Actually, the odds of that are pretty good, given that the massively multiplayer online role-playing game now has 11.5 million subscribers.
But why would you want to hire from that group?
Because, Hagel said, such games are developing new leaders.
“World of Warcraft may be the most effective leadership-development method we have,” he told those gathered in Huntsman Hall on the University of Pennsylvania campus Wednesday for the 14th Wharton Leadership Conference.
That was a bold statement, coming after an earlier presentation by General Electric Co. chief learning officer Susan Peters on the industrial giant’s $1 billion annual commitment to leadership development and training.
I’ve never played World of Warcraft. But Hagel’s notion actually isn’t a new one. An International Business Machines Corp. study three years ago found a lot of parallels between the attributes of business leaders and online gamers. In fact, a survey of IBM’s own internal gaming community indicated that half said playing MMORPGs had improved their leadership skills in the real world.

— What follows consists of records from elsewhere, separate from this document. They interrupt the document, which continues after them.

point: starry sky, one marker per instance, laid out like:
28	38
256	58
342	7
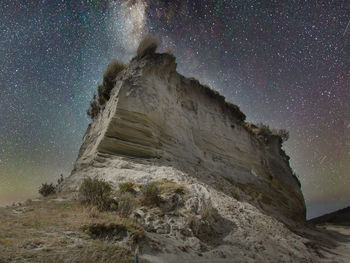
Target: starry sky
285	63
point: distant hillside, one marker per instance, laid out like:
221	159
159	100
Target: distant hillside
340	217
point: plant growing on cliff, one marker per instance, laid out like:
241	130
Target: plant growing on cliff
96	193
282	133
47	189
126	204
148	45
94	108
109	76
127	187
150	194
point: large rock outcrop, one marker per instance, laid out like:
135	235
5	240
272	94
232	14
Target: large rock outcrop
157	122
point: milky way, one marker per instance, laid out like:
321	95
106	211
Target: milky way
285	64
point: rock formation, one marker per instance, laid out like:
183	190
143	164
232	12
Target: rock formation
158	125
160	119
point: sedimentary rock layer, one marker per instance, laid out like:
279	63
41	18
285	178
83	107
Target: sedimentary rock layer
158	119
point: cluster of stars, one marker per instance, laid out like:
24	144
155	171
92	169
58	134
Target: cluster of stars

And Hagel offered up a real-world example in Starbucks Corp.’s current chief information officer, Stephen Gillett, who attributes his career success, in part, to what’s learned leading a “guild,” or team, playing World of Warcraft. Gillett even calls his Starbucks blog “the Guild CIO.”

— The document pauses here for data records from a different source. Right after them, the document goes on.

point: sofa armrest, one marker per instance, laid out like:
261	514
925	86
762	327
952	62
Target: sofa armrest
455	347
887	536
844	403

Those who are adept at playing such online games, Hagel said, possess many of the qualities companies seek in a true leader. The game is structured so that the individual cannot overcome challenges without help from others. And you don’t get very far by ordering people to do this or that.

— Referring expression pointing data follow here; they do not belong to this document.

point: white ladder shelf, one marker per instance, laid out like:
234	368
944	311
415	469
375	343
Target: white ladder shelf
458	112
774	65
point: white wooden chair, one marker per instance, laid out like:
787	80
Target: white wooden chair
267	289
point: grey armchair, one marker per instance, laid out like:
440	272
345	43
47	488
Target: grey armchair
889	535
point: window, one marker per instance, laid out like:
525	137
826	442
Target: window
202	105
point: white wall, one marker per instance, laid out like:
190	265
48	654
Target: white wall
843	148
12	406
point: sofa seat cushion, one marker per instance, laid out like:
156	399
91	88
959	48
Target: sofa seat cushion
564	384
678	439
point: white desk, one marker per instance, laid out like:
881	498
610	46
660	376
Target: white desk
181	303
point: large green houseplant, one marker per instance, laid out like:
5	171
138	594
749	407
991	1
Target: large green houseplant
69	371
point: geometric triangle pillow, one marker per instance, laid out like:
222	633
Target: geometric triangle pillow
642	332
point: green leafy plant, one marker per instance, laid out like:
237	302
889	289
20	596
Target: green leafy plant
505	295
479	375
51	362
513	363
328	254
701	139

Successful players display a high degree of personal influence in getting their teams to accomplish a task. After attaining some goal, there’s a very public review of how all team members performed, including the leader, to determine what can be done better the next time. Everything is tied to improving performance. Sound familiar?
To be sure, online gaming as a leadership-development tool was probably one of the tamest ideas tossed around by Hagel, a management consultant who is cochairman of Deloitte’s Silicon Valley-based Center for the Edge.
He talked a lot about passion in the workplace, and it had nothing to do with the attraction between consenting adults.
In American culture, we’re taught that your passion is something you pursue outside the workplace, Hagel said. You go to work to pull in a paycheck and in your off-hours do what you really want to do.
Hagel’s research finds few passionate employees in companies. In the most passionate organizations, only about 20 percent of workers could be described that way.
Passion is distinct from happiness or satisfaction, Hagel said. In fact, some of the most passionate people in an organization are those who are “deeply frustrated” because they see possibilities being squandered.
Hagel described the passionate employee this way: Someone for whom the unforeseen challenge is a problem to be solved. Passionate people have “questing dispositions” and are seeking out challenges all the time.
They are the types of employees and leaders who make change happen, create new markets, and unearth new ideas. And in Hagel’s view, America’s competitiveness is at risk without more of them.